Courtesy of: USA Swimming
Courtesy of: USA Swimming
The proposals were created by members of the USA Swimming Governance Committee, which oversees the practices of the House of Delegates, Board of Directors and the organization's nine committees. One proposed legislation change would reduce the frequency of House of Delegates meetings from once a year to once every other year, in even-numbered years, according to the proposed legislation sent to the Rules and Regulations Committee Tuesday. More efficient and shorter annual meetings were two reasons why the change was proposed, but another major reason was to give delegates the opportunity to be involved in educational opportunities at the convention during the years when House of Delegates meetings are not held.
"The nature of the convention has changed, which is not say it's routine," said Peter Carney, chair of the Governance Committee. "We can handle all of our business in an every-other-year mode."
If the House of Delegates moves to a biennial meeting, various USA Swimming committees would be looked to for various rule change approvals, particularly swimming rules handed down by FINA in odd-numbered years.
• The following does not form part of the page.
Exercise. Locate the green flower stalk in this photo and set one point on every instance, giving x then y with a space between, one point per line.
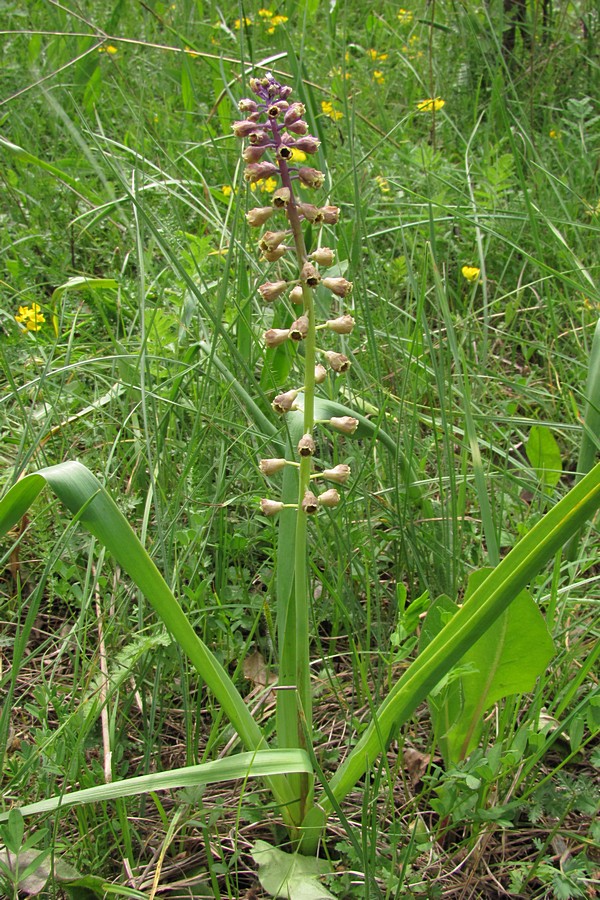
274 127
Many rules could be officially ratified at future House of Delegates meetings.
Though many who have attended the annual convention would say the main focus is on the House of Delegates meetings, Carney said that should change.
"Training, education, certification, keeping that sense of family that we have is going to be what this convention is about," he said. "This kind of family doesn't exist in many Olympic sports anymore. We don't want to lose that sense of family, so we want to keep the annual convention."
Also up for consideration is a change in the way delegates are appointed. Instead of six delegates automatically selected from each of the 59 Local Swimming Committees, the proposed legislation is reducing the number to four per LSC: the general LSC chairperson, an athlete representative and two at-large members chosen by the LSC. Additional delegates will be allowed in a fashion similar to the number of people each state can send to the U.S. House of Representatives. For every 3,000 active USA Swimming members each LSC has above 2,000, an LSC can send an additional delegate, up to five extra delegates. That means large LSCs will have no more than nine delegates, while smaller LSCs will only have four votes.
Carney said many of the smaller LSCs regularly did not send their allotted six delegates, so the legislation will reduce the burden for those LSCs.
A new paragraph in the section on the House of Delegates will allow the highest-ranking club in the Club Excellence Program from each LSC to appoint one member to the House of Delegates, if that club earned Gold or Silver status. Carney said that would be about such 32 clubs with that added representation opportunities.
"The club level is where our success starts," Carney said. "We think it adds to the diversity of the (delegate) selection process and allows a group that is probably already represented to have a vote. But some (clubs) didn't have that vote before."
Another proposal that also deals with scheduling would alter the dates of the convention, from a Wednesday-Saturday calendar to a Sunday-Wednesday calendar. The proposal cites the lack of insight from college coaches at House of Delegates meetings and convention gatherings, as these USA Swimming members often have work-related obligations beyond the pool that keep them away from the convention.
The proposed legislation was first drafted in February, with various "housekeeping" changes since then, Carney said.